Another organisation that is trying to help people from troubled backgrounds is Code Your Future. It provides refugees and asylum seekers, and more recently local people from deprived communities, in London, Glasgow, Manchester and Rome with six-month-long, part-time programming courses. 

Starting a new life

German Bencci, the charity’s co-founder who has a tech background himself, explains the rationale:

There are some organisations already helping refugees with support to cover their essential needs, but our question was ‘what opportunities are they being offered to start a new life?’ They come with experience and knowledge and potential, but if they don’t have the right help, it’s hard. So we asked what could tech do? If you learn programming, it’s quite democratic and universal,and large companies will hire you. They won’t pay too much attention to your educational background or where you’re from. If you have tech and soft skills, they’ll hire you, and employment in a highly-skilled field becomes an enabler of lifelong, lasting change.

The programme itself consists of one eight-hour day of face-to-face training per week as well as 25 hours of flexible remote learning to ensure participants can fit in study around family and other commitments.

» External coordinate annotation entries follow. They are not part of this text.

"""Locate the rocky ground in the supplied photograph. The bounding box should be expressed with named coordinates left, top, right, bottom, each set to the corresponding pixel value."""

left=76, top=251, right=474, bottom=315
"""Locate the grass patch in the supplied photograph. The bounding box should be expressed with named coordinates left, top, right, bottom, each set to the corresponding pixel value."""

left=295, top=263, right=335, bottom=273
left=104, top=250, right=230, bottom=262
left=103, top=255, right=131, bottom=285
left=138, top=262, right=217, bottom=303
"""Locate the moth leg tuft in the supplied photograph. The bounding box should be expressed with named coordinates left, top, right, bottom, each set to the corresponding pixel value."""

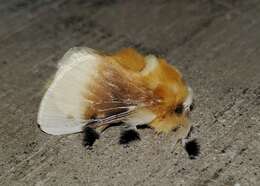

left=184, top=139, right=200, bottom=159
left=119, top=127, right=141, bottom=145
left=83, top=127, right=99, bottom=149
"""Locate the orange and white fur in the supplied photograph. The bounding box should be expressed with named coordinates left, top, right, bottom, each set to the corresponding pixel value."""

left=38, top=47, right=193, bottom=148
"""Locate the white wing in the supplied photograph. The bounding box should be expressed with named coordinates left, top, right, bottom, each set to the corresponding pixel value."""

left=38, top=48, right=102, bottom=135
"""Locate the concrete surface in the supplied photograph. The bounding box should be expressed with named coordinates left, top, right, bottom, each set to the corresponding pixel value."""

left=0, top=0, right=260, bottom=186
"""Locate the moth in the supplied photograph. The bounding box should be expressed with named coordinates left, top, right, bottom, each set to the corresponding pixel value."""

left=38, top=47, right=197, bottom=158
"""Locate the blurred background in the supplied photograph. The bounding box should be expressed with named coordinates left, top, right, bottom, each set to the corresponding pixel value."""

left=0, top=0, right=260, bottom=186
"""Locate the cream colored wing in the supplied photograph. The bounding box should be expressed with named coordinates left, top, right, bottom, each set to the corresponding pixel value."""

left=38, top=48, right=102, bottom=135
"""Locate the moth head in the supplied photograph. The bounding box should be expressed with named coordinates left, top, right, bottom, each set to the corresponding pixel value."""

left=141, top=56, right=193, bottom=131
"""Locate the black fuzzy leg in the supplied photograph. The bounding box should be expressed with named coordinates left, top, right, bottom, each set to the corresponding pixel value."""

left=184, top=139, right=200, bottom=159
left=119, top=129, right=140, bottom=145
left=83, top=127, right=99, bottom=149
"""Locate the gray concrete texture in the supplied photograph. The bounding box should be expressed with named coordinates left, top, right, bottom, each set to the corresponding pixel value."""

left=0, top=0, right=260, bottom=186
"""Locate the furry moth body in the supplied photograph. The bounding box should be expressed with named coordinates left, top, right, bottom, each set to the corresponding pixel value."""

left=38, top=47, right=195, bottom=153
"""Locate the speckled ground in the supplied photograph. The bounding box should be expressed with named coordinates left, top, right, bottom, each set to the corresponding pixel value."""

left=0, top=0, right=260, bottom=186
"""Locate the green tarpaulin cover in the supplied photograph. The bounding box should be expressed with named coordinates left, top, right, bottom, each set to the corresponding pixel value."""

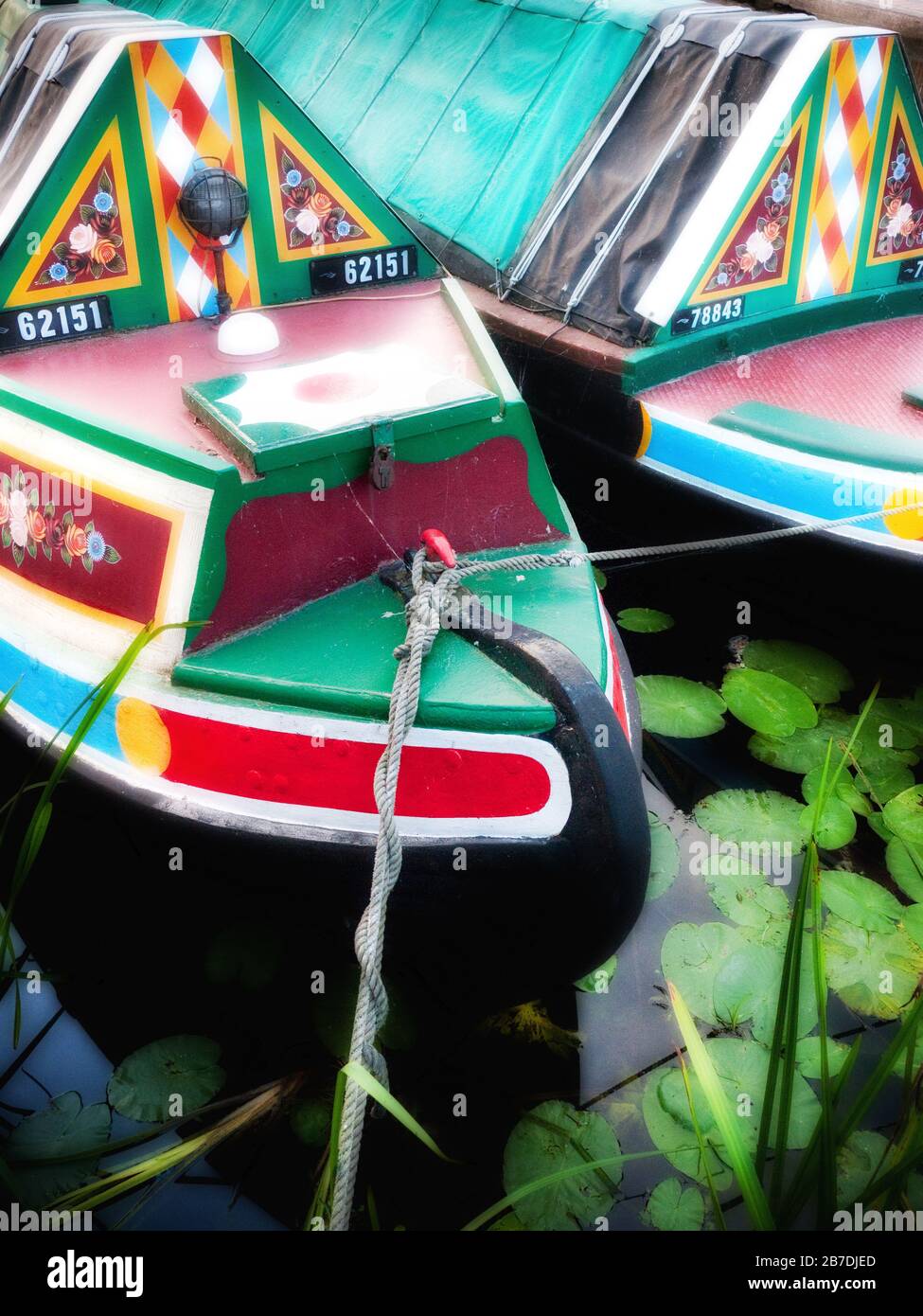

left=113, top=0, right=669, bottom=267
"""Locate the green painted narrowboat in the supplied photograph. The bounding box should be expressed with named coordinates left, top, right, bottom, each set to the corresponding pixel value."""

left=0, top=6, right=648, bottom=989
left=145, top=0, right=923, bottom=567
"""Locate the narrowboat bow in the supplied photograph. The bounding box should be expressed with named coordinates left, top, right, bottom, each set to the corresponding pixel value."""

left=0, top=7, right=648, bottom=989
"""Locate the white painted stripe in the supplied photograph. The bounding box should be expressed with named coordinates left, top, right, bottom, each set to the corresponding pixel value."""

left=646, top=402, right=923, bottom=489
left=0, top=407, right=213, bottom=682
left=0, top=18, right=219, bottom=243
left=634, top=24, right=886, bottom=325
left=639, top=455, right=923, bottom=560
left=505, top=6, right=742, bottom=297
left=7, top=702, right=572, bottom=840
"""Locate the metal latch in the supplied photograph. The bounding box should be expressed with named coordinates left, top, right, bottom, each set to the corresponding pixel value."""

left=368, top=419, right=394, bottom=489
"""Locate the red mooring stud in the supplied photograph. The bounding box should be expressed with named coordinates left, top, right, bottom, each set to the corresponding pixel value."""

left=420, top=530, right=455, bottom=570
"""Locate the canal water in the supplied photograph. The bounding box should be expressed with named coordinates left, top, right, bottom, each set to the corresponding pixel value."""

left=0, top=453, right=919, bottom=1231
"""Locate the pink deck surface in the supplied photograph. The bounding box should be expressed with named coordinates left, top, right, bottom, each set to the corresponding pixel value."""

left=0, top=280, right=488, bottom=473
left=641, top=316, right=923, bottom=445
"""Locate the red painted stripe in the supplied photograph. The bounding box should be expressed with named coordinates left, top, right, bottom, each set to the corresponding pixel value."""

left=158, top=708, right=552, bottom=819
left=843, top=81, right=865, bottom=137
left=606, top=612, right=630, bottom=743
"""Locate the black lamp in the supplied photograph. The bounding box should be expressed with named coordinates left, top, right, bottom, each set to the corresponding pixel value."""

left=179, top=162, right=250, bottom=316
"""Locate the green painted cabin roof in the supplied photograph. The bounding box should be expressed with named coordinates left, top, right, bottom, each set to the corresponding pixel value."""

left=174, top=546, right=606, bottom=735
left=113, top=0, right=679, bottom=267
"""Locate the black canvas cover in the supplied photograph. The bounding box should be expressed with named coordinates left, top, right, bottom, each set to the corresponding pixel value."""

left=506, top=9, right=812, bottom=347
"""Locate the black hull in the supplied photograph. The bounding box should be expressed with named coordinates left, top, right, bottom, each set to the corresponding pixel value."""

left=496, top=328, right=923, bottom=663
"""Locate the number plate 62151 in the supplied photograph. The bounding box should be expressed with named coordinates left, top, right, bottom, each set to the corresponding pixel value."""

left=0, top=297, right=112, bottom=351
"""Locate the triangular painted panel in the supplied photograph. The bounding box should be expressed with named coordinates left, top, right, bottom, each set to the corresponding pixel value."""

left=7, top=118, right=141, bottom=307
left=259, top=105, right=387, bottom=260
left=798, top=36, right=894, bottom=301
left=131, top=36, right=259, bottom=320
left=869, top=92, right=923, bottom=264
left=693, top=101, right=811, bottom=303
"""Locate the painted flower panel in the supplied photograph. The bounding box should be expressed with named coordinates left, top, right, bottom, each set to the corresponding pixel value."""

left=876, top=116, right=923, bottom=257
left=31, top=155, right=127, bottom=288
left=274, top=137, right=368, bottom=250
left=703, top=129, right=803, bottom=293
left=0, top=471, right=121, bottom=574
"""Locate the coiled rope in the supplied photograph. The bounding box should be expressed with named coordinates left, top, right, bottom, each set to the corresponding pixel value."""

left=329, top=503, right=923, bottom=1232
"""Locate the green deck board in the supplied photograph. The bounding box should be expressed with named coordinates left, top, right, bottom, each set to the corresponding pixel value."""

left=174, top=567, right=604, bottom=733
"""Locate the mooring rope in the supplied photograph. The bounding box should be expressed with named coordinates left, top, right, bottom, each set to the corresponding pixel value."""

left=330, top=503, right=923, bottom=1232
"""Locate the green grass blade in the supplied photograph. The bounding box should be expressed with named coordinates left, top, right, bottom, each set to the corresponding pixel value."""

left=809, top=849, right=836, bottom=1229
left=677, top=1049, right=727, bottom=1233
left=777, top=1037, right=862, bottom=1229
left=343, top=1060, right=458, bottom=1165
left=760, top=852, right=809, bottom=1211
left=666, top=983, right=775, bottom=1231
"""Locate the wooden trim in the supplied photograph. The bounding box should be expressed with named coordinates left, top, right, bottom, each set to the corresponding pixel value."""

But according to Bencci, just as crucial as developing digital expertise is focusing on soft skills, such as team-working and problem-solving. Ahmet, one of the organisation’s students who had only very basic software skills on joining the course, agrees:

Everyone that works and volunteers on the course was eager to help me develop. This was one of its biggest strengths as it gave me the comfort and support I needed in order to achieve my course goals…Alongside building my technical knowledge, I also learnt how to develop softer skills, including an ability to communicate effectively within different teams. These skills will be very useful when applying for different roles within companies and will set me up to work effectively with different teams.

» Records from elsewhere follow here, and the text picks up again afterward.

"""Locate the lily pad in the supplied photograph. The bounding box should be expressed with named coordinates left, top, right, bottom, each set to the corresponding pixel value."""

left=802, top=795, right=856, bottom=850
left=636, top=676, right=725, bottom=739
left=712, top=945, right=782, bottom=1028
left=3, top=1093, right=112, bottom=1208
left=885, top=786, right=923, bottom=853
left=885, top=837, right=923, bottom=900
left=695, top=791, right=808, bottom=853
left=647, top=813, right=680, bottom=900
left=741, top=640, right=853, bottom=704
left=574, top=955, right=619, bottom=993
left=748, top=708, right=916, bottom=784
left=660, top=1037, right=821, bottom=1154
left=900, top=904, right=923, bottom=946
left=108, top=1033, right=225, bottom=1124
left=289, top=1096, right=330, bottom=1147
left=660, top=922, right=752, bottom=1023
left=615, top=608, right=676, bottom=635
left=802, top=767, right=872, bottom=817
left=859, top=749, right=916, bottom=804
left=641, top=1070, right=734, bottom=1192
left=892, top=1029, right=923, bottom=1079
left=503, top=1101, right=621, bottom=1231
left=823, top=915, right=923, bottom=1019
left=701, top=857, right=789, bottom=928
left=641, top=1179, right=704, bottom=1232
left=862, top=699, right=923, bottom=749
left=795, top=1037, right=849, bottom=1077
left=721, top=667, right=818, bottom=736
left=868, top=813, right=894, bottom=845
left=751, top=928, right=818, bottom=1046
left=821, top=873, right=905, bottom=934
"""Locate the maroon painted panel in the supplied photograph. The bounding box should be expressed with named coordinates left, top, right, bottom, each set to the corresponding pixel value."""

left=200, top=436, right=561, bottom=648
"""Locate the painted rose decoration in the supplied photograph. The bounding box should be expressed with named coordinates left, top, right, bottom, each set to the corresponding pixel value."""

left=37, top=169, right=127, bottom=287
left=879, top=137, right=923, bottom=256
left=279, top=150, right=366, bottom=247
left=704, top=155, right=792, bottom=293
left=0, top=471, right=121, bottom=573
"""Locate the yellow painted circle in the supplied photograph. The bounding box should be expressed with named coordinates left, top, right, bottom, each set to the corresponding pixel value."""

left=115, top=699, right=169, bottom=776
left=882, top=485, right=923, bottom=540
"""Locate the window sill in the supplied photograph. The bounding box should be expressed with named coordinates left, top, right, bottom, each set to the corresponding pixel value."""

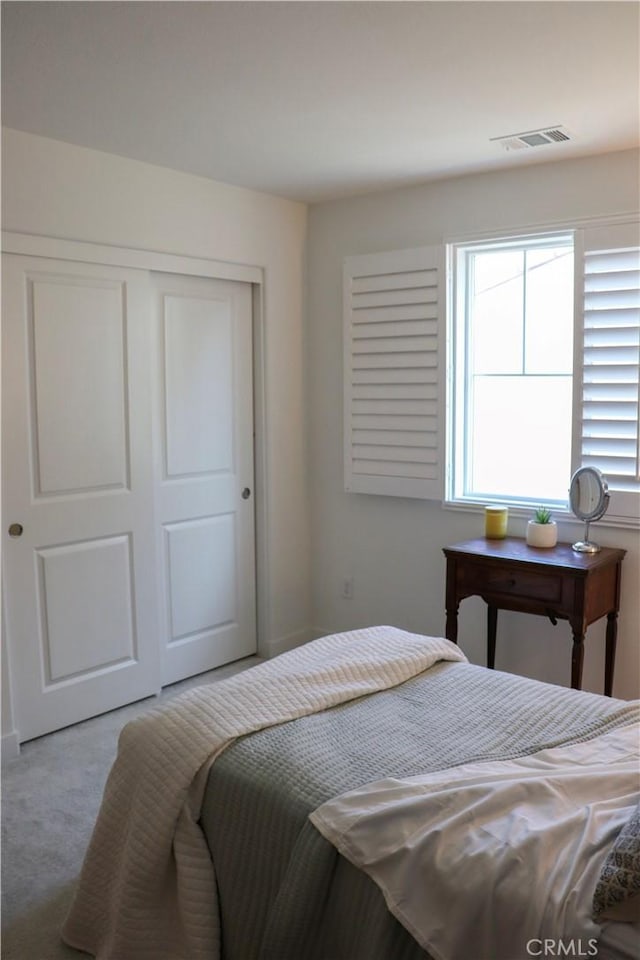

left=442, top=500, right=640, bottom=530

Just as important as skills development though, believesBencci, is to create:

A community of learners, where people can feel comfortable and others treat you with respect. The underlying message is that it’s not just about coming to class once a week. It’s saying we care about you, we want everyone to learn together and support each other, which means that one person’s success is everyone’s success.

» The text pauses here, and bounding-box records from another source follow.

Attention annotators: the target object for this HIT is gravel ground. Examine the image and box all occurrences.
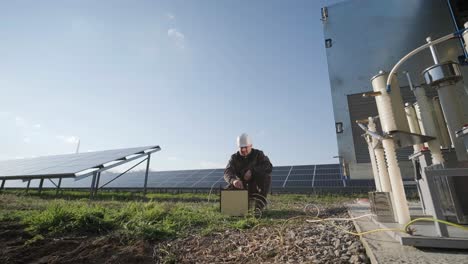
[155,207,369,263]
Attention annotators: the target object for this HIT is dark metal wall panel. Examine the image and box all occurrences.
[348,86,437,163]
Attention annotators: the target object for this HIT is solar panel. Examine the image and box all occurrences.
[0,146,160,179]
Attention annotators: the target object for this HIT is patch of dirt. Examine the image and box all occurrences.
[0,223,155,264]
[159,208,369,263]
[0,207,369,264]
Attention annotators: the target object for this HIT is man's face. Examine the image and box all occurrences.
[239,144,252,156]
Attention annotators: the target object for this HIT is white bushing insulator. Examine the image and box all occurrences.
[405,104,424,153]
[432,97,452,148]
[437,84,468,161]
[413,87,444,164]
[367,117,382,192]
[371,71,409,133]
[382,139,411,225]
[367,117,392,192]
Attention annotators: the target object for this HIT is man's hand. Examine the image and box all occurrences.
[232,180,244,189]
[244,170,252,181]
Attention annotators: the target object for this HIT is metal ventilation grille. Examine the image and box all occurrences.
[348,86,437,163]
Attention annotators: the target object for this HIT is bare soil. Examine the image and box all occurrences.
[0,208,369,264]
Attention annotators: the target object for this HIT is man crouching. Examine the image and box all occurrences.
[224,133,273,209]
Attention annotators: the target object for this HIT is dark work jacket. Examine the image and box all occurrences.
[224,148,273,184]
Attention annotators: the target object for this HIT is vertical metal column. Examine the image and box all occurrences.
[26,180,31,193]
[143,154,151,195]
[55,177,62,195]
[38,178,44,194]
[424,173,449,237]
[89,172,97,199]
[94,172,101,196]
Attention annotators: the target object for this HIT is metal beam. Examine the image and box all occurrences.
[75,146,161,181]
[94,172,101,197]
[143,154,151,195]
[89,172,97,199]
[99,159,146,189]
[55,178,62,195]
[26,180,31,193]
[38,178,44,194]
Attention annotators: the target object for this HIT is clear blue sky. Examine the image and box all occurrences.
[0,0,340,170]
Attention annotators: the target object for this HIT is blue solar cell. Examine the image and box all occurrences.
[285,180,312,188]
[314,180,343,187]
[288,174,313,181]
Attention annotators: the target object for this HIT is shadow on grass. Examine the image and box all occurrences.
[3,190,219,203]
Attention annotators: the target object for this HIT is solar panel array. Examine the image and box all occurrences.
[0,146,159,179]
[2,164,358,190]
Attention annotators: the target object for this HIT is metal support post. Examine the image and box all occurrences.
[143,154,151,195]
[89,172,97,199]
[55,178,62,195]
[38,178,44,194]
[94,172,101,196]
[26,180,31,193]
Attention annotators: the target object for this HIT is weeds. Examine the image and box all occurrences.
[0,192,362,243]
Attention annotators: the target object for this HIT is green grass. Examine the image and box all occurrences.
[0,191,362,240]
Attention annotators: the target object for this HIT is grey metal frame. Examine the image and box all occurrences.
[424,165,468,237]
[0,146,161,196]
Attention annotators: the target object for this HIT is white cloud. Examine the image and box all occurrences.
[167,28,185,49]
[15,116,26,126]
[200,161,226,169]
[166,13,175,20]
[57,136,79,144]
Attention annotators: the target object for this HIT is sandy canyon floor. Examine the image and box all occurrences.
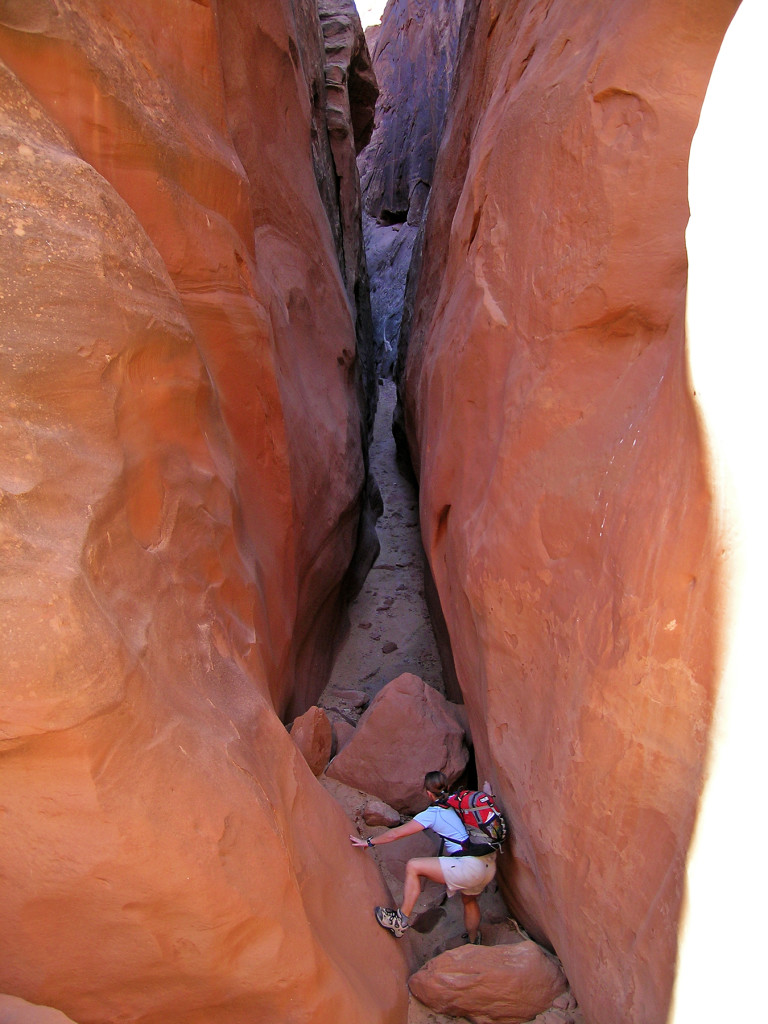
[319,381,517,1024]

To ensure the course is accessible to all interested parties,who are referred to it by charities and community groups, it is provided on a free-of-charge basis. Travel, childcare and mobile internet expenses are also funded, if required, and second-hand laptops are donated by companies, such as Ticketmaster and Skyscanner. 

Code Your Future likewise has partnerships with firms, such as and Capgemini, which is its first major blue chip sponsor and funded its latest training course for 25 learners in JavaScript programming in London. The consultancy’s aim is to hire 10 of them as permanent junior programmers. Sally Caughey, its digital inclusion lead, explains:

According to the United Nations, there are over 120,000 refugees in the UK. Many lack access to vocational training. Over 50% with a formal education and qualifications remain unemployed for several years. So it made complete sense to match our digital inclusion programme with our commitment to diversity. It’s important that people understand that academic qualifications come in different forms and we need to start representing minority groups as well. With the digital skills gap being quite prevalent in the UK, our aim is to marry up these dual objectives and ensure these future employees have the best technical understanding to thrive, wherever they come from.

My take

One point that is clear from both initiatives is that, however well-meaning the intention, simply providing people from disadvantaged communities with access to technical skills training is not enough to provide them with the leg-up often required to succeed. Instead it is vital to think through their wider needs both in terms of day-to-day and future support, whether we are talking about furnishing them with the bus fare they need to attend class or the soft skills required to flourish in a professional environment. One form of support without the others will never be enough.